FIRST, we had the fiasco on the land-mine ban, and now Washington is playing a stick-in-the-mud role on global warming. All this, together with the continuing failure to pay our nation's long-overdue commitments to the United Nations.

Now another key issue in global governance has been put on the table, and policymakers in the administration and Congress have yet another opportunity to exercise some of the global leadership they all keep talking about. Will they support the very sensible recommendations made in the recent report of the Carnegie Commission on Preventing Deadly Conflict - or will they sit back and allow the years ahead to be marked by repeated, unchecked outbreaks of Rwanda-type mass violence?

The commission has been headed by former Secretary of State Cyrus Vance and former Carnegie Corporation head David Hamburg. Its two most important recommendations:

The UN Security Council should move quickly toward establishing a rapid-reaction force of some 5,000-10,000 troops. Also, national governments should support the UN secretary-general in moving toward setting up a permanent international criminal court.

Neither of these proposals is new, but both are extremely controversial in the United States, where the voices that clamor loudest are often those of fear-peddlers and provincial-minded chauvinists. There is even a name for this phenomenon: globalphobia.

But what exactly is happening here?

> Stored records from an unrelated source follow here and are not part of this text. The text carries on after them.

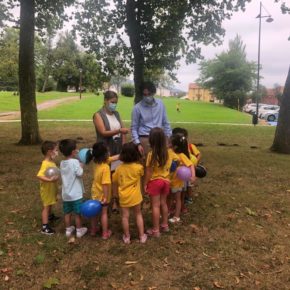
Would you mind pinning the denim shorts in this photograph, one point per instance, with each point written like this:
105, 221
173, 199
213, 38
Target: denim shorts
72, 206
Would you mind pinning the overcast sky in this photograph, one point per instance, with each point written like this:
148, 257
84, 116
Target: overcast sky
275, 47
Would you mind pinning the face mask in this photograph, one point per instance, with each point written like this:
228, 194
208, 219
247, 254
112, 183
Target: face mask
112, 107
148, 99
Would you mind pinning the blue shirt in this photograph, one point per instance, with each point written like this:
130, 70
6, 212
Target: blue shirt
145, 117
71, 176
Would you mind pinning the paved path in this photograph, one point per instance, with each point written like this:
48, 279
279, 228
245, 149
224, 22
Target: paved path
42, 106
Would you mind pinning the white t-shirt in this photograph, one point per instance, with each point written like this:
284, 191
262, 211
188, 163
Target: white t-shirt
72, 182
114, 124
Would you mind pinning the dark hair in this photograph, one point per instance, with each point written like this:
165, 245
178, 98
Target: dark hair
130, 153
179, 130
100, 152
67, 146
179, 144
108, 95
47, 145
149, 86
157, 141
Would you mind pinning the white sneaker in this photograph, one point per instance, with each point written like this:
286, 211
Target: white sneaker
81, 232
69, 231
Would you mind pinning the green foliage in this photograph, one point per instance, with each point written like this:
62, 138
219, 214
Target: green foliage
9, 48
160, 32
229, 75
127, 90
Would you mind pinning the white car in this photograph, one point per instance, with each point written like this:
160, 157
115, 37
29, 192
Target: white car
251, 108
271, 116
268, 108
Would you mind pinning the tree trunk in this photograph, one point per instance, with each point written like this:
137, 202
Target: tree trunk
29, 121
281, 142
133, 28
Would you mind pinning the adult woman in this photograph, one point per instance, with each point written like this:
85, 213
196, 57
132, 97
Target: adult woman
110, 129
108, 124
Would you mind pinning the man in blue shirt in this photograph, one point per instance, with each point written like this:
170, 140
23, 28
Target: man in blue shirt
147, 114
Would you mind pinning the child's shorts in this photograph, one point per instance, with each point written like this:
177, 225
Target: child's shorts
72, 206
177, 189
158, 187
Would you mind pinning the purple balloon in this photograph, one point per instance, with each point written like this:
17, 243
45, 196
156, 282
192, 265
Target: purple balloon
183, 173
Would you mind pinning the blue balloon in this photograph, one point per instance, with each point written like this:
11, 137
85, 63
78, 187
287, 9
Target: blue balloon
91, 208
85, 155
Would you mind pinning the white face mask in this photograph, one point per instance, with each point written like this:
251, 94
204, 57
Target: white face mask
148, 99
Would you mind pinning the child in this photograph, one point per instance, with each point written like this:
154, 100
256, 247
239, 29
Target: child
128, 179
180, 147
195, 157
101, 187
48, 185
71, 171
156, 182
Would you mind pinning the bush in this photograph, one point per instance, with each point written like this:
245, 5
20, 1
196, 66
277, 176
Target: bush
128, 90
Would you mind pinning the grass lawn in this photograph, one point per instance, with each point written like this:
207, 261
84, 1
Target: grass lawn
235, 236
90, 103
10, 102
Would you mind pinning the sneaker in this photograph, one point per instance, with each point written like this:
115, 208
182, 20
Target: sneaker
174, 219
164, 228
143, 239
47, 231
81, 232
53, 218
94, 231
184, 210
126, 239
106, 235
188, 200
69, 231
153, 233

Numerous studies have found that, in their homes and communities, Americans are actually far more supportive of global engagement (including paying our country's dues to the UN) than the globalphobes who claim to speak for them on the airwaves and in the halls of Congress.

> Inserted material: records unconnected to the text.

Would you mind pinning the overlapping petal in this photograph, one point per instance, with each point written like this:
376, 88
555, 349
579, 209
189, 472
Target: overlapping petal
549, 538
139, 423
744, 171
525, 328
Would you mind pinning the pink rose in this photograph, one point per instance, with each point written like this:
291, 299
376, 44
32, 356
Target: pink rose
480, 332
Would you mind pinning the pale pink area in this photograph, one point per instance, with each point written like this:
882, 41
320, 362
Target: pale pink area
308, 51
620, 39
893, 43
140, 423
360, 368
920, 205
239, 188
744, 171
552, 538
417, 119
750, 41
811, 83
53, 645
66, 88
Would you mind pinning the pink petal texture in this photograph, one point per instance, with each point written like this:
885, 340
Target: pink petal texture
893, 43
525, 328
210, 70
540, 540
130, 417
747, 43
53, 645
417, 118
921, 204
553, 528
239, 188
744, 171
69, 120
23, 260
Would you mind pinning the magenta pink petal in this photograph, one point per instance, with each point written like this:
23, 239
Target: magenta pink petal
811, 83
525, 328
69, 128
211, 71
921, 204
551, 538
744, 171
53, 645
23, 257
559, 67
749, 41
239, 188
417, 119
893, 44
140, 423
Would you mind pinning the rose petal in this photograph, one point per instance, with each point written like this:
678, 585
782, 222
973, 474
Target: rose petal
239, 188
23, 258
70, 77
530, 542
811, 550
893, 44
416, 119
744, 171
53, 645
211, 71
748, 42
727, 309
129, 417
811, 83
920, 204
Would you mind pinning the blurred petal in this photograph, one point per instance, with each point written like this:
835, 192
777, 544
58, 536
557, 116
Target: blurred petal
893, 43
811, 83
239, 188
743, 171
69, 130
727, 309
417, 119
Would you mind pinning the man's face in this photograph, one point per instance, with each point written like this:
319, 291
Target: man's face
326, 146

This, surely, is a situation in which - if he wanted to - the president could use the power of his office to build a strong constituency for constructive change. Secretary of State Madeleine Albright, with her proven persuasive capabilities, could play a big role, too.

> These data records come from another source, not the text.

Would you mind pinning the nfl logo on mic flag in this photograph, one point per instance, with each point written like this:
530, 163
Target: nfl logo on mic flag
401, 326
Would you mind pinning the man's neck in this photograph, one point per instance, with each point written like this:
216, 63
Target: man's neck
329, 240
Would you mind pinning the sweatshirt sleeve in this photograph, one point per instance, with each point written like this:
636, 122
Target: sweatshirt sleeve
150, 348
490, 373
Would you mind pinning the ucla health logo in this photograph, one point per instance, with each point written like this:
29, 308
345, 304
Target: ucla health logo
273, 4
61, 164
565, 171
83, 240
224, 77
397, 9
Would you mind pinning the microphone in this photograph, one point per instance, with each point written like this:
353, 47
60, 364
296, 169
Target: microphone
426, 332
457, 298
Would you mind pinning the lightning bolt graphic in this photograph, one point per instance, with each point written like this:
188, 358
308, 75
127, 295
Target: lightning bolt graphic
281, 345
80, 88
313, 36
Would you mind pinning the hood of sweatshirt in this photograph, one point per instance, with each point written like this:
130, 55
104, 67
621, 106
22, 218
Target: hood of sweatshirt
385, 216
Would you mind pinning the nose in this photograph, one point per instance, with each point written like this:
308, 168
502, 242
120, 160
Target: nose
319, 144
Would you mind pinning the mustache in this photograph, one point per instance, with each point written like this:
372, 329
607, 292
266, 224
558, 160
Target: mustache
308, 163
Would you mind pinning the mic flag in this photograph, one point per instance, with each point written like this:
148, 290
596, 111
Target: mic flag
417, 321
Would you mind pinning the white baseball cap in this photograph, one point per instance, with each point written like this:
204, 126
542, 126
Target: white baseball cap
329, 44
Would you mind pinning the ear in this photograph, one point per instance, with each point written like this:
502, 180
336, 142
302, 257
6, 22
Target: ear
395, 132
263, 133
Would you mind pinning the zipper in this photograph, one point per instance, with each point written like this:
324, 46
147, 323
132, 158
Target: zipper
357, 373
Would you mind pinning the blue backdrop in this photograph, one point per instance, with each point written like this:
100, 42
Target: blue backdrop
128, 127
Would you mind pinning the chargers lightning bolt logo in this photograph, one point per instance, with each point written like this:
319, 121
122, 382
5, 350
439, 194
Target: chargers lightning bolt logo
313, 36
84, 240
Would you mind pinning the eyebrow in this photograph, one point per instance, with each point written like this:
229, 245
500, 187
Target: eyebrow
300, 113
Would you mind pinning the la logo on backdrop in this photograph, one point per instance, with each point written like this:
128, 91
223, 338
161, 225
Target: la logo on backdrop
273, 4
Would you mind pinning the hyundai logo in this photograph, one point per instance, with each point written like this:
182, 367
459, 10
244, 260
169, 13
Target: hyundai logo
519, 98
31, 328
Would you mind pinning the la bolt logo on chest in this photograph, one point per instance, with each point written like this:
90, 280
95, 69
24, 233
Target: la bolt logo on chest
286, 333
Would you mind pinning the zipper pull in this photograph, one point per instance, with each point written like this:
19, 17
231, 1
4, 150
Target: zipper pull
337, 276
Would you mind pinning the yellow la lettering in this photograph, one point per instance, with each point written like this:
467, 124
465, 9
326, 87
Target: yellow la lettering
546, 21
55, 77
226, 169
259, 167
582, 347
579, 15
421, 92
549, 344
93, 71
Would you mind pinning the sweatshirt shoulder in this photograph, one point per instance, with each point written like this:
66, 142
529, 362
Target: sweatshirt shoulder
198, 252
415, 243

The issue of preventing deadly violence cries out for global leadership. Since the end of the cold war, no fewer than 39 countries around the world have seen large-scale violence. Many of these outbreaks are plainly predictable. Scores of nongovernmental groups are working in the different hot spots. They and locally based diplomats can give faster reports of warning signs than ever before. But if governments have to negotiate the makeup of a new peace force every time, at the very last minute, too often the delay is fatal.

At the time of the Rwanda genocide in 1994, numerous experts judged that timely deployment of a force like that called for in the Carnegie Commission report could have prevented virtually all the 500,000 ethnic killings. But the Clinton administration was still reeling from the killing of American peacekeepers in Somalia and dragged its feet.

If the commission's advice is followed, national governments would be relieved of such last-minute political pressures because the UN would already have its force, or advanced planning for it, ready for action. And the force would remain under the Security Council's tight control, ensuring a continuing American veto over its deployment.

So what is preventing President Clinton from exercising leadership on this issue, and on the establishment of a permanent war-crimes court? If he does start to speak out for such proposals, the globalphobes will criticize him. They will crank up their well-worn complaints about dilution of American sovereignty, fear of a UN "invasion," etc.

But most Americans don't buy that line. If the Clinton and Albright team made the goal of preventing deadly mass conflict their own, they could help save scores of thousands of lives around the world. They could turn back the country's current trend toward isolationism and launch a new, nationwide upsurge for constructive global engagement.

Such outcomes should resonate with the most deeply held aspirations of this president and secretary of state. But will they step up to this plate? That remains to be seen.

* Helena Cobban writes on foreign affairs from Charlottesville, Va.